Procedures performed in my practice result in controlled resurfacing of the skin / incisions made into the skin, which then need to heal. Aftercare is essential as this creates the milieu in which a host of cells will start to rebuild the skin.
My aftercare recommendations for non-surgical and minimally invasive procedures are as follows:
- No make-up or exercise for 48 hours post procedure – this is to prevent bacteria from entering the skin as its’ barrier function is reduced during this acute period.
- Sunblock and sun-avoidance – This is essential. The immature keratinocytes are unable to adequately process UV radiation and post treatment hyperpigmentation can result if sun exposure occurs typically within the first 2 weeks. Sunblock needs to be applied and reapplied 4-6hrly in the first two weeks.
- No Retin A creams for 2 weeks post procedure – restart thereafter.
- Short course of steroids – this is used in select patients undergoing significant resurfacing procedures or heat-based therapies to prevent hyperpigmentation.

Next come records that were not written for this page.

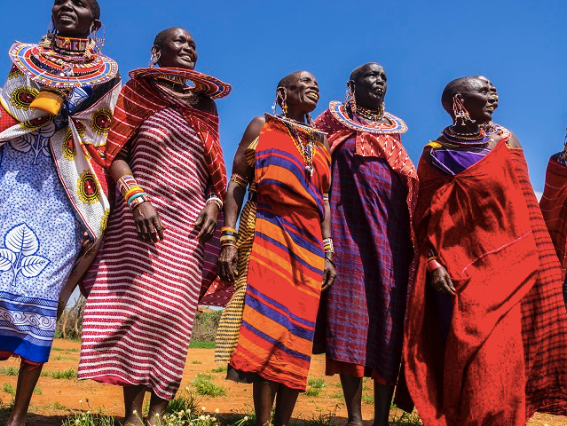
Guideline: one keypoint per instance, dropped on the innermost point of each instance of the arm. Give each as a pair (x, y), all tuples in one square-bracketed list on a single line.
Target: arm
[(145, 215), (329, 274), (228, 259)]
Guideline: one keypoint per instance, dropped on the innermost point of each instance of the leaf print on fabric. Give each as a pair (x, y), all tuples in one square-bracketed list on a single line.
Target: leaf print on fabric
[(21, 239), (21, 244), (38, 141)]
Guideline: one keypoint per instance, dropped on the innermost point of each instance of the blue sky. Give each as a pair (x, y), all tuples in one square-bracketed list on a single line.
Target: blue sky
[(519, 45)]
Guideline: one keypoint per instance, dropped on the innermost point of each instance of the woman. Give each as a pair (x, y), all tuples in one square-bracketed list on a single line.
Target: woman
[(485, 339), (164, 154), (56, 109), (282, 265), (373, 195)]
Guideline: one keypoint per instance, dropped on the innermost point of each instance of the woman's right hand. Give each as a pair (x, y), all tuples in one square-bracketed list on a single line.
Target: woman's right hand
[(441, 281), (148, 223), (228, 264)]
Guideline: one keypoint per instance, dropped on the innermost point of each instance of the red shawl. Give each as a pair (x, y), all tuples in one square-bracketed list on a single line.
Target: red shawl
[(138, 101), (479, 225), (503, 360), (554, 207)]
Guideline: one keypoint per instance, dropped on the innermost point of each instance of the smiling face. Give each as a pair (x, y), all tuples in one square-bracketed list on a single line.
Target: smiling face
[(177, 49), (369, 83), (74, 18), (478, 100), (300, 91)]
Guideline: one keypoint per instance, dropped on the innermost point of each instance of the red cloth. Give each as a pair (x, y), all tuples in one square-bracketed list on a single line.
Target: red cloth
[(478, 223), (554, 207), (138, 101)]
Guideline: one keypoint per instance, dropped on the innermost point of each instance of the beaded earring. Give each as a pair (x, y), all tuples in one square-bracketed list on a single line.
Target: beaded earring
[(154, 59), (460, 111)]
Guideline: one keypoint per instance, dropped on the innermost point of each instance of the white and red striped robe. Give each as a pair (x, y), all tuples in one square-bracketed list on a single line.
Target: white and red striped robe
[(140, 311)]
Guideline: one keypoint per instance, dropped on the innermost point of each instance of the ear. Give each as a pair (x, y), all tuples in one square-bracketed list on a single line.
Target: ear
[(281, 94), (95, 26)]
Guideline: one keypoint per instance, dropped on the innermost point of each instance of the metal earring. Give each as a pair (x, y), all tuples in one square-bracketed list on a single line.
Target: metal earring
[(460, 111)]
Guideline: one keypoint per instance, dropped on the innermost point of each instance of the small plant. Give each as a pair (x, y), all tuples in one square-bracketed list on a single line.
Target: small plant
[(312, 392), (318, 383), (8, 388), (406, 419), (204, 386), (183, 401), (10, 371), (89, 419), (65, 374)]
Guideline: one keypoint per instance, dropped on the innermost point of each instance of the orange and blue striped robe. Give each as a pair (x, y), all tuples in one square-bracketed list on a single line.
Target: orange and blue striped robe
[(287, 260)]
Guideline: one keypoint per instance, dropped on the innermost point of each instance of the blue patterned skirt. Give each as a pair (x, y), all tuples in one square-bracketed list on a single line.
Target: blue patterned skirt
[(40, 239)]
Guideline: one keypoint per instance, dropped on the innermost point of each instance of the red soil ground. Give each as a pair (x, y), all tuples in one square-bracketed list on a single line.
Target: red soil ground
[(58, 398)]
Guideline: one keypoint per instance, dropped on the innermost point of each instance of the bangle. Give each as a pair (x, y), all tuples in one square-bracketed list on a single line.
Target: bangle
[(239, 180), (433, 265)]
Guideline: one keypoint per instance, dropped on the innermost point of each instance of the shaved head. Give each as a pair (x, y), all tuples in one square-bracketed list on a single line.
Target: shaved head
[(457, 86)]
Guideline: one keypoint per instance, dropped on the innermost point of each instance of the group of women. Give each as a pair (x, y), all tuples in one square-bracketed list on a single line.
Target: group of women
[(342, 248)]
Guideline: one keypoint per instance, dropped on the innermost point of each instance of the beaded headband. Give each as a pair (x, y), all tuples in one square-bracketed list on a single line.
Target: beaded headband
[(394, 125), (209, 86)]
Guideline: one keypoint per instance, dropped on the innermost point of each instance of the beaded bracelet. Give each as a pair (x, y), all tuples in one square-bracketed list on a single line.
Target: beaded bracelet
[(215, 199), (432, 265), (328, 245), (239, 180)]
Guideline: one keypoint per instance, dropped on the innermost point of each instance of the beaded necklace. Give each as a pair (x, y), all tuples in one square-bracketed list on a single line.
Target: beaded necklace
[(368, 113), (479, 138), (306, 149)]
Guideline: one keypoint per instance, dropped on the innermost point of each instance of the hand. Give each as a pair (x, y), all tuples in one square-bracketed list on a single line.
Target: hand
[(441, 281), (329, 274), (228, 264), (207, 221), (148, 223)]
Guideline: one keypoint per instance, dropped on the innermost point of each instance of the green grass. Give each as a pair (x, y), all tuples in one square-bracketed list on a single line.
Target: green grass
[(56, 406), (312, 392), (183, 401), (8, 388), (205, 387), (65, 374), (221, 369), (10, 371), (316, 383), (199, 344)]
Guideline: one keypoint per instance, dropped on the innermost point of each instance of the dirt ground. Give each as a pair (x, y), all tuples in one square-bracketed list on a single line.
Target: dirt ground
[(55, 399)]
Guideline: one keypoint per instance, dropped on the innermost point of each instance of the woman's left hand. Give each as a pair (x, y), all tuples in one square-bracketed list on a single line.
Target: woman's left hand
[(329, 275), (207, 221)]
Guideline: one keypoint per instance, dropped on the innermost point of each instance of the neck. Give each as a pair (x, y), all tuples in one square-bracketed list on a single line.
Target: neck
[(297, 116)]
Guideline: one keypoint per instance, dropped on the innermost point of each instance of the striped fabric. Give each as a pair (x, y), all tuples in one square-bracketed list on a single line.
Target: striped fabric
[(544, 322), (139, 314), (362, 317), (139, 100), (286, 263)]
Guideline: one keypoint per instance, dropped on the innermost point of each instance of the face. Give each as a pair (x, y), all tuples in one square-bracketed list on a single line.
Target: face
[(478, 100), (74, 18), (370, 87), (492, 89), (178, 50), (302, 94)]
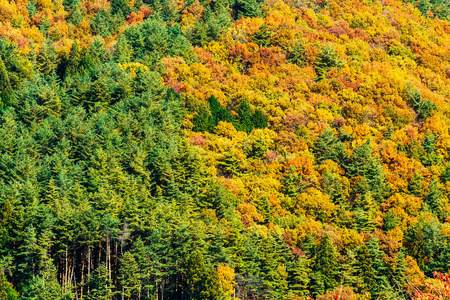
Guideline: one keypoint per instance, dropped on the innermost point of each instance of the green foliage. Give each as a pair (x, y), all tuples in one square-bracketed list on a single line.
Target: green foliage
[(6, 93), (325, 262), (262, 37), (47, 59), (328, 146), (201, 282)]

- Moisturise – hyaluronic acid-based moisturisers are recommended as the skin is typically dry and needs extra hydration post-procedure. My go-to is, iS Clinical’s Sheald Recovery Balm and Pro-Heal Serum Advance+.
- Topical antibiotics like chloromycetin or Bactroban are recommended per patient.
For surgical patients, the scar management techniques I recommend include taping of the wound with micropore, silicone-based scar gels/sheeting and deep massage daily along the length of the scar. Another essential aspect is the use of sunblock and Retin A.
All treatments performed results in the body and skin needing to heal by stimulating the wound healing cycle. The best way to heal is by having the cells “fed” with good quality product, following the guidelines prescribed by your practitioner and preventing post-treatment complications like hyperpigmentation.